Asked about how she sees the organization, Marion references the old Frank Capra movie It's a Wonderful Life. She sees John George as the Jimmy Stewart character George Bailey, who, through divine intervention, is given the chance to see what life would have been like had he never been born. What he learns is that one person can make a huge difference. Had George Bailey never lived, his town of Bedford Falls would have been filled with renters occupying slum rental housing instead of homeowners living the American dream.
No one can say with certainty what the business district known as Old Redford and the nearby Brightmoor neighborhood would be like had George not founded Motor City Blight Busters, but there is no denying the transformative power of his vision and energy.
About 10,000 volunteers a year show up to help with projects. Along with tearing down derelict homes, they help business owners renovate vacant buildings like the former bank that is now a tire and rim shop.
Also receiving volunteer help was Cassandra Thomas, whose business making pies, cookies, ice cream, cheesecake and other treats from sweet potatoes had outgrown its small shop on Lahser just down the block from the resource center. To help keep it in the neighborhood, George provided 150 volunteers who helped renovate a much larger space across the street. A job that would have taken two or three people months to complete was accomplished in a matter of days.
Also in the works is a new business to be called the Motor City Java House and Café, which will be part of a complex called Artists Village, a joint project involving Blight Busters, artist Chazz Miller and others. Along with art programs for kids, a chess club and a community gathering place that are already in place, the café and apartments being built in a former vacant building will bring added vibrancy to a business district that is in the process of re-creating itself.
Murals created by Miller with the assistance of volunteers already dot the area. More are planned, as is a project to construct within the next few weeks, a 34-foot-tall temple-like gazebo that will have a barbecue pit and outdoor pizza oven that will serve as another community gathering place.
Working with community groups in Brightmoor, George estimates Blight Busters has helped create 300 new homes in the area over the years — during a time in which the city's overall population continues to decline.

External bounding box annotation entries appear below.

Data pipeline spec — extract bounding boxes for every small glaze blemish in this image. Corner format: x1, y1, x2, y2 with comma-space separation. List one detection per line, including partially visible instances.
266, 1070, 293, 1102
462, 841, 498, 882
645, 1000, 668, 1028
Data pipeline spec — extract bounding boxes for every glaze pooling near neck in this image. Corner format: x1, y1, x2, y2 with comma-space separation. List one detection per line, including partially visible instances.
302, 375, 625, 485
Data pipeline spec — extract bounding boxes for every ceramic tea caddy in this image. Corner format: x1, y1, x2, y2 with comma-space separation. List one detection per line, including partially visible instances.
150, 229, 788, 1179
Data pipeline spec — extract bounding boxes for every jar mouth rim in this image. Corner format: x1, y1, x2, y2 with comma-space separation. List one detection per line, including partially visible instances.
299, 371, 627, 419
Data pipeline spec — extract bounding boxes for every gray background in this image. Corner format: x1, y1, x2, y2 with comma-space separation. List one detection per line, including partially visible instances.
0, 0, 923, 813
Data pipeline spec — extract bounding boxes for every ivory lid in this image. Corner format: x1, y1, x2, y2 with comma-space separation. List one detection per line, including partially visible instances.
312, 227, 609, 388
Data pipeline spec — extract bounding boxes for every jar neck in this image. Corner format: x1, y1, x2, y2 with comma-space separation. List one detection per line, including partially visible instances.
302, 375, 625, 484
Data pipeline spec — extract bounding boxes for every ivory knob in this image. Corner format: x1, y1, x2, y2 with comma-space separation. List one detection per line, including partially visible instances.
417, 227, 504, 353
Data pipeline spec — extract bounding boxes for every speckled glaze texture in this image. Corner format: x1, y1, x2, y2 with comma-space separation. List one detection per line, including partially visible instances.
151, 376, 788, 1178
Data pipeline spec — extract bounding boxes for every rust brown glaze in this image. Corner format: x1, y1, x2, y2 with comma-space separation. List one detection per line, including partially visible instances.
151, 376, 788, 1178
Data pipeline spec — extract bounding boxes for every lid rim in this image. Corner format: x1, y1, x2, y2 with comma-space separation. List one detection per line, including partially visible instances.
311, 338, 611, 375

And attempts to revitalize the business district are moving ahead full speed.
He plans to place increased focus on attracting artists, musicians and performers to the area — members of the "creative class" that urban studies professor Richard Florida says is vital to creating vibrant communities.
It is all part of the change John George, who is infused with a seemingly endless amount of energy, has helped engineer and inspire. Notably, the community garden and barbecue bit will be built on the site where two abandoned houses across from the resource center used to stand.

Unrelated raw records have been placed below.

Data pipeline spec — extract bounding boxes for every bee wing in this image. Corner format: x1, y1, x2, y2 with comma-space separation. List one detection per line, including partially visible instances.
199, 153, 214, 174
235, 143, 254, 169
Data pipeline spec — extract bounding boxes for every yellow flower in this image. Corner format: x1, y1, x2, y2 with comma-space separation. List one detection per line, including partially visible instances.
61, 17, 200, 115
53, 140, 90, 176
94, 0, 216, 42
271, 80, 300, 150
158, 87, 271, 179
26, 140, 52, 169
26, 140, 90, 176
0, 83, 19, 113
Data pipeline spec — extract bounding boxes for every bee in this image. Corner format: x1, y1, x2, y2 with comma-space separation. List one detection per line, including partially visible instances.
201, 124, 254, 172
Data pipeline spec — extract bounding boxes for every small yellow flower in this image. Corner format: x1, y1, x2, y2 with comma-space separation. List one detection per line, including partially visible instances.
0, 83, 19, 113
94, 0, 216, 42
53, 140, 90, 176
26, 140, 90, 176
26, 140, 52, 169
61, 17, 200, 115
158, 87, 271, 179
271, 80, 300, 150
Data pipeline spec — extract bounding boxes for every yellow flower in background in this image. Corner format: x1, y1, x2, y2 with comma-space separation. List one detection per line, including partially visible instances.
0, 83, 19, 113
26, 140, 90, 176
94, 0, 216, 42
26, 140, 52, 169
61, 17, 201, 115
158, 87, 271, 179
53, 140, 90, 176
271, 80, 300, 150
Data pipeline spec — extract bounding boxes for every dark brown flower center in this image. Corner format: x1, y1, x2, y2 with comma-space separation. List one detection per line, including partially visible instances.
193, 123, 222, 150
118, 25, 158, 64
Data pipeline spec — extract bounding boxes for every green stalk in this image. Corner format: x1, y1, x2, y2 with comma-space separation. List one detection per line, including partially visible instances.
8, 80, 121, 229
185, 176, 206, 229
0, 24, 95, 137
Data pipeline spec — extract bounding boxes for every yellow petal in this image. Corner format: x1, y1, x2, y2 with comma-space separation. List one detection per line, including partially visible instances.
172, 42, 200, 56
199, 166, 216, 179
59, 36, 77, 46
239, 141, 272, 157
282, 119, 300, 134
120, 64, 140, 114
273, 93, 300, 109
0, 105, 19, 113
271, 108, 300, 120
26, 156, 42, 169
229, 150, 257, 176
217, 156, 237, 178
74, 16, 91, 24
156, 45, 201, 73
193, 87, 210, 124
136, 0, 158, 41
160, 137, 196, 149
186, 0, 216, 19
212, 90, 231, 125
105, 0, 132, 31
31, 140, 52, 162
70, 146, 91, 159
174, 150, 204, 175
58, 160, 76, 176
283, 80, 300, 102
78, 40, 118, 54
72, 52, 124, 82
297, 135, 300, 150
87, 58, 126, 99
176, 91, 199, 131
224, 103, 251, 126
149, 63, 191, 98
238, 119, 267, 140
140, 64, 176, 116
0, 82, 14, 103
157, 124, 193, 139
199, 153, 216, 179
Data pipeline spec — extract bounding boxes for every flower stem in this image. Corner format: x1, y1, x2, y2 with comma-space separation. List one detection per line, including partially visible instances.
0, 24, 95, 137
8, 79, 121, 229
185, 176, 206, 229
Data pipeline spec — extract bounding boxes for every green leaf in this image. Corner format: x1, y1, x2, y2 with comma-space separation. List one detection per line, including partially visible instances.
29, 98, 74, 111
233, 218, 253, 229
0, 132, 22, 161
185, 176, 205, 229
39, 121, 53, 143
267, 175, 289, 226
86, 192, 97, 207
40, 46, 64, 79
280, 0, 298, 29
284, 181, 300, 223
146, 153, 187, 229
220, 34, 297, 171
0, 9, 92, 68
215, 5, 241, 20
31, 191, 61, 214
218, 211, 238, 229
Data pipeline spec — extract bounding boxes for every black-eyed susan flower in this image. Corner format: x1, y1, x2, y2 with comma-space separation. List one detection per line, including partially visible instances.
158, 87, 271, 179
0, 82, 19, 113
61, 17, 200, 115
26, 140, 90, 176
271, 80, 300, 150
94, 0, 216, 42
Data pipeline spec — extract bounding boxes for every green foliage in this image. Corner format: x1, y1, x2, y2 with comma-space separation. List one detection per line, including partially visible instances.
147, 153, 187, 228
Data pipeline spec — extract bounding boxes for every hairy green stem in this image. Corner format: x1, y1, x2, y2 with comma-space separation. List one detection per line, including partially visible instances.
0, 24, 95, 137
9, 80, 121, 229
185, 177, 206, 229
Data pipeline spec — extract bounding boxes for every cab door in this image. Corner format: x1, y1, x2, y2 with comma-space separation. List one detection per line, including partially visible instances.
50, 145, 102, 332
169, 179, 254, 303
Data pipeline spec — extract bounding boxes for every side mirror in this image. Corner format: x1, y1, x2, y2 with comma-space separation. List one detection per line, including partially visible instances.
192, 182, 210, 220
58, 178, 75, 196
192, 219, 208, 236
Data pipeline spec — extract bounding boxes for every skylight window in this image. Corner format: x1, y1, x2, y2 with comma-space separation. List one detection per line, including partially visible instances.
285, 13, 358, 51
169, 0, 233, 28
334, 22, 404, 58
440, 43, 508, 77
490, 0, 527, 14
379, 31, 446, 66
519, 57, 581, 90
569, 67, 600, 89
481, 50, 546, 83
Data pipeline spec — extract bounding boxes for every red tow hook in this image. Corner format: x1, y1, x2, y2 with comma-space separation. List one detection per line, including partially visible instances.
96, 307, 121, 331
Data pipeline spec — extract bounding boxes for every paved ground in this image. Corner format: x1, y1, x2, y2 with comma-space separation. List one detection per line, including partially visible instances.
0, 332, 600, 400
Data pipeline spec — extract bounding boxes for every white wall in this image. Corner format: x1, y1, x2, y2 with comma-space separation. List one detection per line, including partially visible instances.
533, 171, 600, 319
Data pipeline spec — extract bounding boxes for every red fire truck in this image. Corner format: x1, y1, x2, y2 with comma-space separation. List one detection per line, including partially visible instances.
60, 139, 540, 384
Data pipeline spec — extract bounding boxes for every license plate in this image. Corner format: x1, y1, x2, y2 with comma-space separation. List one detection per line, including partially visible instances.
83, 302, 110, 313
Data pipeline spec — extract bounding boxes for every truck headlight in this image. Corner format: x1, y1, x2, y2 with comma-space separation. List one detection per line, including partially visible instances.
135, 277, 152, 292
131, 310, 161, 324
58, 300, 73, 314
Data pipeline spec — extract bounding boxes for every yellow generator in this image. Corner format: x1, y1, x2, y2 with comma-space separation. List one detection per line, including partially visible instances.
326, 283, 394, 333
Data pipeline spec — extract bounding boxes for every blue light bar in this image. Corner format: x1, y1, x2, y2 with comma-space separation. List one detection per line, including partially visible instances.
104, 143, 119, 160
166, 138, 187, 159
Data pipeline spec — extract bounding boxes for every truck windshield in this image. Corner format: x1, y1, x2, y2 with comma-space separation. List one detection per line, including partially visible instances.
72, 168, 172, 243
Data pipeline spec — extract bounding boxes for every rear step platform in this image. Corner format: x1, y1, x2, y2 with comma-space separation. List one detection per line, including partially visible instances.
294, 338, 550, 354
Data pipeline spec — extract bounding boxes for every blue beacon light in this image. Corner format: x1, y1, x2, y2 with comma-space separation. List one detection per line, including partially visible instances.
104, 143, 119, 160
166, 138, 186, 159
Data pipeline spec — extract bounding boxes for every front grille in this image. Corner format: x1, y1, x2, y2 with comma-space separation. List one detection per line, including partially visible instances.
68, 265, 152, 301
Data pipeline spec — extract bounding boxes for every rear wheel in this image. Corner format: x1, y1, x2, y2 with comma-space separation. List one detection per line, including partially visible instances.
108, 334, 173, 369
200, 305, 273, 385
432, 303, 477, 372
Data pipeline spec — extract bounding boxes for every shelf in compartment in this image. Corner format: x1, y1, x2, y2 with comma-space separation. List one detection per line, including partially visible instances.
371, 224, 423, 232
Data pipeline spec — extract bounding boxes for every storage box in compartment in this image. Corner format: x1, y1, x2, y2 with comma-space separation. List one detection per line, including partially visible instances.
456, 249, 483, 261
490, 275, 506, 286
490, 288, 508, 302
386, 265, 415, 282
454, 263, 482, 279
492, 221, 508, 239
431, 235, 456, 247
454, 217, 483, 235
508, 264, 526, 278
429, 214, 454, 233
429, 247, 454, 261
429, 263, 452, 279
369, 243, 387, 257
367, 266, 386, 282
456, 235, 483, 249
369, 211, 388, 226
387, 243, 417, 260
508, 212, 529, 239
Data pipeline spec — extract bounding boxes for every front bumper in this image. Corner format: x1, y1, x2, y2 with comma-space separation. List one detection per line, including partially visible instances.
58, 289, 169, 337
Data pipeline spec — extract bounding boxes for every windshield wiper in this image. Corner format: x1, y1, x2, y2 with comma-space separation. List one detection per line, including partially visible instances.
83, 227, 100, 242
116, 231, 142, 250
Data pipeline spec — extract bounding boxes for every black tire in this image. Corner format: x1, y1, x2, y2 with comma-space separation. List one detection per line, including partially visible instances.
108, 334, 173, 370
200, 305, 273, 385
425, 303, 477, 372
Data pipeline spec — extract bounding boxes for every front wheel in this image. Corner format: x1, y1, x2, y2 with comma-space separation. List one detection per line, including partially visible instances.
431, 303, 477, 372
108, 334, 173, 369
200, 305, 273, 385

"Someone made the mistake of turning those places into crack houses," says George, breaking into a wry smile. "I don't like crack houses."
Some things don't change.
To celebrate its 20th anniversary, Motor City Blight Busters is staging a week of activities beginning with a trio of events on Saturday, June 21.

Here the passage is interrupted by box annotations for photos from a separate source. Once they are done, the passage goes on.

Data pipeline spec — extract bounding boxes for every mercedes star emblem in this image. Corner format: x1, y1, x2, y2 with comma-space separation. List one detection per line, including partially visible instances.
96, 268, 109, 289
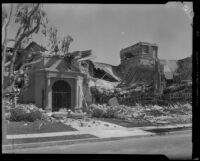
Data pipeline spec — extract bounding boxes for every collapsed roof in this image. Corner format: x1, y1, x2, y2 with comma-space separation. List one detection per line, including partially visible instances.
93, 62, 121, 82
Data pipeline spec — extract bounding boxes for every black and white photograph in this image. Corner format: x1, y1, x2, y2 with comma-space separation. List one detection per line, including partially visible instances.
2, 1, 194, 159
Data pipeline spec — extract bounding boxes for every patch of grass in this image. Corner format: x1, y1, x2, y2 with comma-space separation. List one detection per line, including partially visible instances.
6, 120, 77, 135
7, 134, 97, 144
98, 118, 156, 128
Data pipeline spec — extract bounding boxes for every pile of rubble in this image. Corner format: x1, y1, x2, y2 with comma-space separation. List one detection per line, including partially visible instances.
87, 103, 192, 124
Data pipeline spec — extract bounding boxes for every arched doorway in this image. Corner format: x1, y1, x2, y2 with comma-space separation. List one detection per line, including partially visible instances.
52, 80, 71, 111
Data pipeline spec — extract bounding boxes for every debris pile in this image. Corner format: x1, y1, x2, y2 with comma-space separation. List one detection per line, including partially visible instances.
87, 103, 192, 123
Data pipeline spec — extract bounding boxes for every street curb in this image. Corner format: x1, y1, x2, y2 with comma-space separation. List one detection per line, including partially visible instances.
2, 125, 192, 151
2, 133, 156, 151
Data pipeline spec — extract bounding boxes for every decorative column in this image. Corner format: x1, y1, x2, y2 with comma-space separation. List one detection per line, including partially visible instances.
75, 76, 82, 110
46, 77, 52, 111
74, 77, 79, 110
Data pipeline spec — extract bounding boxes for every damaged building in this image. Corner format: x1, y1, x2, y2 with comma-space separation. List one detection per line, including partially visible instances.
5, 42, 191, 111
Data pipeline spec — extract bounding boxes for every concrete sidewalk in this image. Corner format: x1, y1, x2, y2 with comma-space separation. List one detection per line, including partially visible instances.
3, 123, 192, 150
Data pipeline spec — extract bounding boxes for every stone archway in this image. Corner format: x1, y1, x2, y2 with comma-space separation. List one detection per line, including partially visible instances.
52, 80, 72, 111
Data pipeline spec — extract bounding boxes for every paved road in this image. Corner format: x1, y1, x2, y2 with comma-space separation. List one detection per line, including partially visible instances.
5, 130, 192, 159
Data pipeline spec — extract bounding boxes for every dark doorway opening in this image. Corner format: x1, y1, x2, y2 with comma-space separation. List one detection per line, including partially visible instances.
52, 80, 71, 111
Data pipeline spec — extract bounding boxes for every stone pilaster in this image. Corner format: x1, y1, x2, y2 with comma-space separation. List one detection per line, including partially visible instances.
75, 77, 83, 110
46, 77, 52, 111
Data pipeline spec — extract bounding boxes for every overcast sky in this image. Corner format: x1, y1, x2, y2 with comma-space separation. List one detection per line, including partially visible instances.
9, 3, 192, 65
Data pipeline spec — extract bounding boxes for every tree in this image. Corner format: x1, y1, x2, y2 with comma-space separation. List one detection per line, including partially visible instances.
2, 3, 48, 145
61, 35, 73, 54
1, 4, 13, 143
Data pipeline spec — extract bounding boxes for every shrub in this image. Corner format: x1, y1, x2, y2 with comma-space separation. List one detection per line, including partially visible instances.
10, 106, 42, 122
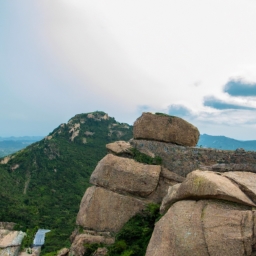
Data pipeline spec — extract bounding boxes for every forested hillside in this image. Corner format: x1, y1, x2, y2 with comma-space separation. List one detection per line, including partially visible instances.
0, 136, 43, 157
0, 112, 132, 253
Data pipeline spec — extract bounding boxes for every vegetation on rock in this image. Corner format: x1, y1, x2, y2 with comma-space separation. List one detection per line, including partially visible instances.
108, 204, 160, 256
0, 112, 132, 255
130, 148, 162, 165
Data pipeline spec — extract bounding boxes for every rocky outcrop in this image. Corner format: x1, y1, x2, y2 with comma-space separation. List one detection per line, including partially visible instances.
72, 142, 180, 256
146, 170, 256, 256
146, 200, 255, 256
130, 140, 256, 177
70, 113, 256, 256
133, 113, 199, 147
90, 154, 161, 197
69, 234, 114, 256
161, 170, 256, 213
76, 187, 145, 233
106, 141, 132, 155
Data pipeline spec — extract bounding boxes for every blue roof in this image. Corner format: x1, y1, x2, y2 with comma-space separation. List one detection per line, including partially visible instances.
33, 229, 51, 246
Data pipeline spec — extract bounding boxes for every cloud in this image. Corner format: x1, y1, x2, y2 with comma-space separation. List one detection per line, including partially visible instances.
224, 79, 256, 97
203, 96, 256, 110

A show billed as "The History of Music Concert" and featuring the group The Contours as well as a showcase of young talent from Detroit will be held at the Redford Theater, 17360 Lahser, from 6-9 p.m. cost is $25.
Afterward there will be a "Gemini & Cancer Bash" across the street from the theater at the Motor City Resource Center, 17405 Lahser. That event, which begins at 9 p.m. and lasts until 2 a.m. Cost is $10.
At the same time there will be an event featuring art, food, jazz and fashion at Artist Village Detroit, 17340 Lahser. $10.